Another category where one set differs from another is in upscaling quality, where HD content is interpolated in 4K. Here pictures will seem sharper, as they do on the VIZIO M-Series TV display I’m reviewing. But you might see minor glitches, such as jagged corners, which are largely invisible when the set is viewed from several feet away.
But the main limitation of 4K is that you need a fairly large screen to actually see the resolution difference, or watch fairly close. This is the theory behind the retina display, in which, at a normal viewing distance, you cannot see the pixels that make up the picture.
For a TV, a decent sweet spot is 55 inches, although your budget might be limited to something a little smaller. What this means is that you may not see any difference in the picture unless HDR comes into play. With compatible content, 4K and HDR, which is offered on some fare from such streaming services as Amazon Prime Video and Netflix, you’ll see deeper, richer colors, more realistic. Even if you can’t detect the sharper picture, it’s an important difference.
At this point, unfortunately, there’s not much in the way of genuine 4K stuff to be found. Apple is quickly updating its movies, and you can reportedly get free updates to the ones you bought from iTunes. But, for now, it’s limited to streaming and not downloading. There’s also an Ultra HD Blue-ray format, which requires a new, more expensive player and the appropriate discs that can cost $5.00 or more extra.
The satellite companies are slowly adding 4K, but it takes up more bandwidth than regular channels, so it may take a while to expand capacity. I’m not aware of any cable companies considering 4K. When I asked a couple of folks at Cox, they pretended ignorance of what I was talking about.
A new broadcast TV format, ATSC 3.0, was approved by the FCC last November, which paves the way for initial testing of 4K broadcasting in some cities, including Phoenix. You’ll need a new tuner. This may well explain why some models, such as the latest gear from VIZIO, don’t have tuners.

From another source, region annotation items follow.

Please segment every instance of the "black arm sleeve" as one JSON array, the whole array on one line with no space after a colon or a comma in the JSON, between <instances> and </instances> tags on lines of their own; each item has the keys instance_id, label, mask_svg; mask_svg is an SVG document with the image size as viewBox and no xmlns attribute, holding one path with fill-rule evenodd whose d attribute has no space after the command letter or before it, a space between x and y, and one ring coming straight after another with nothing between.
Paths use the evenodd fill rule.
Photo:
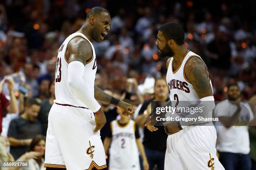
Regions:
<instances>
[{"instance_id":1,"label":"black arm sleeve","mask_svg":"<svg viewBox=\"0 0 256 170\"><path fill-rule=\"evenodd\" d=\"M140 138L140 134L138 132L138 127L137 125L135 125L135 138L138 139Z\"/></svg>"},{"instance_id":2,"label":"black arm sleeve","mask_svg":"<svg viewBox=\"0 0 256 170\"><path fill-rule=\"evenodd\" d=\"M108 135L107 135L107 137L108 138L112 138L112 122L111 122L110 124L110 126L109 126L109 128L108 130Z\"/></svg>"}]
</instances>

Why put in something that’ll soon be obsolete?
But even when everyone is on 4K, the TV makers are already considering the next format, 8K. Right now, some blockbuster movies are being shot in 8K. The newest version of Apple’s Final Cut Pro X video editing app supports 8K timelines, though they are viewed at reduced resolution on your Mac’s display.
Yes, 8K means twice as many pixels, though again it’s hard to say you’ll be able to see much difference except on really large TVs. That said, prototypes have already been presented at trade shows. LG will be displaying an 8K OLED TV with an 88-inch screen at the upcoming CES. You can bet it’ll be priced in the high five figures, similar to that of a luxury automobile.
Typical of new tech innovations, 8K will gradually filter down to more affordable gear just as more and more 4K content begins to appear. Again, I fail to see how 8K will offer any advantage to regular people with normal sized TVs, but with TV makers racing to the bottom with more and more affordable products, it’ll provide a way to test new technologies and earn decent profits.
Until 16K arrives? Or maybe the industry will look to adding other features, such as building a real 3D OLED set that performs its magic without the need of special glasses. Or maybe not. The last effort to create a market for 3D failed miserably, and very few recent sets offer the feature. But if the 3D capability is totally transparent, not needing anything special or extra, maybe. That would probably mean being able to dynamically convert regular 2D fare to 3D with a realistic effect.
Or maybe just project the signal direct to your brain so you can immerse yourself in your favorite TV show or movie. No, I’m not really looking forward to that one.